How to compare two ROC curves?

To compare two ROC curves, the difference in the areas under the curves (AUC) can be calculated. This can be done by subtracting the AUC of one curve from the AUC of the other curve. If the difference is greater than a certain threshold, it can be assumed that one curve is better than the other. Additionally, the curves can be compared visually, by plotting them on the same graph and comparing the shape and location of the curves.


One way to visualize the performance of in machine learning is by creating a ROC curve, which stands for “receiver operating characteristic” curve.

This type of curve displays the sensitivity and specificity of a classification model:

  • Sensitivity: The probability that the model predicts a positive outcome for an observation when the outcome is indeed positive.
  • Specificity: The probability that the model predicts a negative outcome for an observation when the outcome is indeed negative.

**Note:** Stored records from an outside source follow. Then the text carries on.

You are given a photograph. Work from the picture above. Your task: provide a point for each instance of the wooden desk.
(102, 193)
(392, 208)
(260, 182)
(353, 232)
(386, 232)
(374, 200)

The x-axis of a ROC curve represents (1- Specificity) and the y-axis represents the Sensitivity:

The more that the ROC curve hugs the top left corner of the plot, the better the model does at classifying the data into categories.

To quantify this, we can calculate the AUC (area under the curve) which tells us how much of the plot is located under the curve.

The closer AUC is to 1, the better the model.

When comparing two ROC curves to determine which classification model is best, we often look at which ROC curve “hugs” the top left  corner of the plot more and thus has a higher AUC value.

Example: How to Compare Two ROC Curves

Suppose we fit a logistic regression model and a gradient boosted model to a dataset to predict the outcome of some response variable.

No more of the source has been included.